It was a cake never to be forgotten — for 1,000 reasons.
The site of the 1876 Fourth of July celebration in Union included a 95-pound Centennial cake that had a circumference of 8-1/2 feet and a diameter of 32-1/2 inches and was cut into 1,000 pieces, according to the book “Oregon’s Flamboyant Fourth” by Doris Huffman.
People coming to the Union County Fourth of July fireworks show in Union on Thursday will not find such a cake, but they will find more than their share of delicious entrees and excitement.
Beginning at 5 p.m., the site of the fireworks show, the Union High School athletic complex, will be filled with food and drink vendors, the sounds of the local band AKA, children enjoying rides on a small train and close to two dozen people smiling after winning cash gifts and prizes.
All of these new activities will culminate with the highlight of the night, a colorful show put on by Western Display Fireworks of Lake Oswego.
The celebration will be at Union High School’s athletic complex, which was where the most recent Fourth of July festivities in Union were conducted in 2018.
“We want to build on what we had last year,” said Doug Wiggins, a member of the Union County Action Fireworks Committee and the City of Union’s city administrator.
Union County’s fireworks show had been held at Eastern Oregon University’s Community Stadium for at least three decades but was moved to Union last year because of excavation and building work at EOU that is continuing this summer.
New additions at this year’s show will include the giveaway of $25 every 15 minutes, beginning at 7:15 p.m.
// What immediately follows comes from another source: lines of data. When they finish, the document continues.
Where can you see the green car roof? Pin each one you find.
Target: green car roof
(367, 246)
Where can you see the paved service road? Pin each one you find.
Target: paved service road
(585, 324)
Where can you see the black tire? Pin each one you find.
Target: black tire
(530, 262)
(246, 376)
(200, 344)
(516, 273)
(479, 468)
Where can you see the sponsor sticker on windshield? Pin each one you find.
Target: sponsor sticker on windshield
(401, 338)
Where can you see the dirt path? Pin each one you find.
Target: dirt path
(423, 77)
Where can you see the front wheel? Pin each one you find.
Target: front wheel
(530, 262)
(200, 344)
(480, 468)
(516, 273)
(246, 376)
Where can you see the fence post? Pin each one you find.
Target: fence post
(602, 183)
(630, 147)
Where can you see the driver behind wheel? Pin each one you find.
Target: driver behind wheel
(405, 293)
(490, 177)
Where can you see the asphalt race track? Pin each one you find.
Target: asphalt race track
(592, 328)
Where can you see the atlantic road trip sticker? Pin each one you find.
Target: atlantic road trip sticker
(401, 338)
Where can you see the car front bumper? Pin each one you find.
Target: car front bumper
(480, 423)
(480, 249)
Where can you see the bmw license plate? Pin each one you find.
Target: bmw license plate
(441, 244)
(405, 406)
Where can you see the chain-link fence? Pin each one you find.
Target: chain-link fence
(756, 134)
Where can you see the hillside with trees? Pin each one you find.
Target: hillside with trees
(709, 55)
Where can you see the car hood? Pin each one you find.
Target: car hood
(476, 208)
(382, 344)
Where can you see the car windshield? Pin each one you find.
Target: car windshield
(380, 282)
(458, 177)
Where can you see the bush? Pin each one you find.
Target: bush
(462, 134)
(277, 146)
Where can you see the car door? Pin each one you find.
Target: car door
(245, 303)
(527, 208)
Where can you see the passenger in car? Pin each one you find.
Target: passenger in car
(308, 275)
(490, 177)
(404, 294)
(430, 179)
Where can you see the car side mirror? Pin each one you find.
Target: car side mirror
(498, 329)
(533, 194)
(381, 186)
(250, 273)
The money will come from a $400 donation given specifically for this purpose. Door prizes from local businesses will also be given away and there will be a 50/50 raffle. The Fourth of July event will also feature a patriotic dress contest for youths age 11 and younger.
Free rides from La Grande to Union and back will be provided by Northeast Oregon Public Transit. Buses will leave both the Union County Senior Center and the Rite Aid-ACE Hardware parking areas north of the senior center at 7 p.m. and 8 p.m.
Union County Sheriff deputies and members of Union County Search and Rescue will be present to provide parking guidance at the athletic complex for those who don’t take the bus.
The Union County Action Fireworks Committee has almost reached its goal of $22,000 for this year’s show. Wiggins said that about $3,000 more will be spent this year than a year ago. He stressed that all money donated now that is not used for Thursday’s celebration will be spent on fireworks for 2020. He said the committee likes to have money donated early because it can get better bargains when it makes purchases in advance.
Major donors for the Fourth of July event include Red Cross Drug, Millers Home Center, Falks Mini Mart, Safeway, Union County and the City of Union.
This year’s show will be bigger and more organized than the last because the Union County Action Fireworks Committee has known for a year that it would again be put on in Union. Wiggins said that in 2018 the committee had only three weeks to prepare for the Fourth of July event.
Wiggins said some Union businesses will have extended hours on Thursday night because of the fireworks show. These will include LJ Brewskis, a grill pub. Owner Lavelle Braun said he had a minor uptick in business a year ago on July 4 and expects a bigger crowd this year because more people in Union County now know the fireworks show has been moved to Union.
The total attendance at last year’s fireworks show in Union is not known, in part because people watched it from all parts of Union. Wiggins said about 200 people attended the event at the high school athletic complex and another 25 to 50 watched at the old football field at Union High School, which is about a half mile from the athletic complex.
One reason the UHS athletic complex was again chosen as the site of the event is that it is on school district property, said Union Mayor Leonard Flint. This will make it easier to ensure that it remains a smoking- and alcohol-free event since both are banned on public school property.
“We want it to be family friendly,” Flint said.